As McGowan notes, “The vast majority of dressings support moist wound healing. The challenge for the treatment nurse is to understand which dressing is best suited to the specific need of that wound at that time. It can be very confusing to sort through appealing marketing claims for simplicity or universal use.”

Still, “wound dressings are one aspect of wound care,” Black says. “While the wound is the most visible aspect of the injury, it is the patient’s body that heals the wound.”

Stephanie Yates, MSN, RN, ANP-BC, CWOCN, a nurse practitioner/clinical nurse specialist at Duke University Hospital-Duke Cancer Center in North Carolina, agrees.
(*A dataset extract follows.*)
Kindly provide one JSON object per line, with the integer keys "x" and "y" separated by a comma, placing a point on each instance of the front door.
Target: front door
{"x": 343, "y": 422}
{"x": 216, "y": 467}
“It is important to understand that topical therapy will always be just one component of the care required to heal wounds,” says Yates. “In long-term care especially, recognizing that we care for the ‘whole’ patient and not just the ‘hole’ in the patient is extremely important. Utilizing the entire team by providing them the knowledge and basic skillset to provide optimal bedside wound care will have the best impact on wound healing and overall patient outcomes.”

Working in tandem

Whomever the task falls upon, the key is properly assessing the resident, any active wounds and most important, anticipating wounds before they happen. As Briggs’ Madison, RN, RAC-CT, CDP, has learned, nursing facilities invest in wound care specialists because “they’ve seen a wide variety of wounds and have the experience to work with the resident’s physician to prescribe the proper dressing and care.”

Among the important factors to consider in any exercise is “choosing the right dressing for the wound based on an accurate assessment, using correct application and removal technique and managing wear time correctly,” McGowan explains.

“It is important for wound treatment nurses to have an understanding of the wound healing process and how the particular dressing they are considering or using supports that process. They also need to know that, as a wound improves, the type of dressing needed to support healing to closure is quite likely to change.”

Wounds typically undergo several different types of dressings during the healing process, as Madison observes.

“It is not uncommon at all to change dressings and treatments to get to the goal line of healing the wound,” she adds.

As Katz notes, “clinicians often consider more advanced treatment methodologies like collagen dressings or skin substitutes when a wound remains stalled after issues like necrotic tissue, bacterial burden and wound drainage are addressed.”